[1,2,4]Triazolo[1,5-a]pyrimidine-2-sulfonamide, N-(2,6-difluorophenyl)-5-methyl-

Administrative data

Endpoint:

acute toxicity: dermal

Type of information:

experimental study

Adequacy of study:

key study

Study period:

From 28 June 1988 to 5 August 1988

Reliability:

1 (reliable without restriction)

Rationale for reliability incl. deficiencies:

other: Study conducted in compliance with agreed protocols, with no or minor deviations from standard test guidelines and/or minor methodological deficiencies, which do not affect the quality of the relevant results.

Data source

Materials and methods

GLP compliance:

yes

Test type:

standard acute method

Limit test:

yes

Test material

Test animals

Species:

rabbit

Strain:

New Zealand White

Sex:

male/female

Details on test animals or test system and environmental conditions:

TEST ANIMALS
- Source: Hazelton Dutchland, Inc, Denver, PA

- Weight at study initiation: 2.8 to 3.1

- Housing: Individually
- Diet (e.g. ad libitum): Purina Certified Rabbit Chow #5322
- Water (e.g. ad libitum): tap water, ad libitum
- Acclimation period: two weeks

Administration / exposure

Type of coverage:

not specified

Vehicle:

unchanged (no vehicle)

Details on dermal exposure:

TEST SITE
- Area of exposure: trunk

- Type of wrap if used: Gauze dressing and non-irritating tape, and plastic wrap, with five mL of distilled water injected under the cuff to ensure sufficient skin contact; plastic warp was covered by a cloth bandage taped securely to the fur.


REMOVAL OF TEST SUBSTANCE
- Washing (if done): Washed with mild soap and water and dried with soft disposable towel
- Time after start of exposure: 24 h


TEST MATERIAL
- Amount(s) applied (volume or weight with unit): 2000 mg of test material per kg body weight

Duration of exposure:

24 hours

Doses:

2000 mg test material per kg body weight

No. of animals per sex per dose:

5 animals total

Control animals:

not specified

Details on study design:

- Duration of observation period following administration: 15 days
- Frequency of observations and weighing: weighed on day of treatment and on test days 2, 8 and 15
- Necropsy of survivors performed: yes
- Other examinations performed: clinical signs, body weight

Statistics:

Means and standard deviations were calculated for body weights, data were evaluated for statistical outliers.

Results and discussion

Preliminary study:

no information

Mortality:

no morality

Clinical signs:

other: No effect of dermal test site or any other organ at necropsy.

Gross pathology:

No effect of dermal test site or any other organ at necropsy.

Other findings:

No information

Applicant's summary and conclusion

Interpretation of results:

other: acute dermal toxicity classified as low

Remarks:

Criteria used for interpretation of results: US EPA pesticides

Conclusions:

No LD50 could be determined at or below 2000 mg/kg bw.

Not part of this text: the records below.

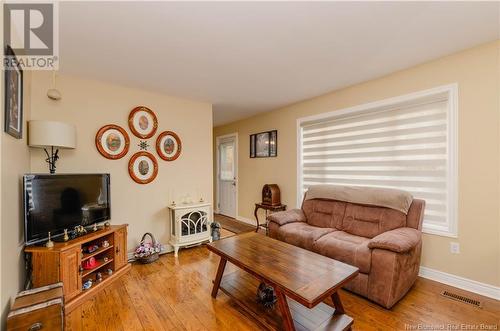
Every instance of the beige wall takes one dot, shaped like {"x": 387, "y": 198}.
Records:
{"x": 477, "y": 74}
{"x": 91, "y": 104}
{"x": 14, "y": 163}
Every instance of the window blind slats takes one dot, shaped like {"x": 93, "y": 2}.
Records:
{"x": 402, "y": 147}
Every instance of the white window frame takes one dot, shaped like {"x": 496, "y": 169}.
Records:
{"x": 451, "y": 91}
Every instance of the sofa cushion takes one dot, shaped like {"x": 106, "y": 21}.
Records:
{"x": 367, "y": 221}
{"x": 301, "y": 234}
{"x": 398, "y": 240}
{"x": 345, "y": 247}
{"x": 324, "y": 213}
{"x": 287, "y": 216}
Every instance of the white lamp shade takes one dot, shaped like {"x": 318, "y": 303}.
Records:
{"x": 51, "y": 133}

Acute dermal toxicity of XRD-498 was categorized as low.

Executive summary:

XRD-498 was evaluated for acute dermal toxicity in New Zealand White rabbits. Five rabbits per sex received a single dermal 24 -hour exposure to 2000 mg/kg of XRD-498. Parameters examined during the two-week observation period included body weights and in-life clinical observations. All animals were examined for gross pathologic changes. All animals survived the 2000 mg/kg limit test established by the guideline and therefore no other dose level was tested. All animals were in apparent good health throughout the study and gained weight by study termination. There was no effect atthe dermal test site or any other organ at necropsy. It was therefore concluded that under the conditions of this study, the acute dermal LD50 of XRD-498 was greater than 2000 mg/kg. Based on these results, the acute dermal toxicity of XRD-498 was categorized as low.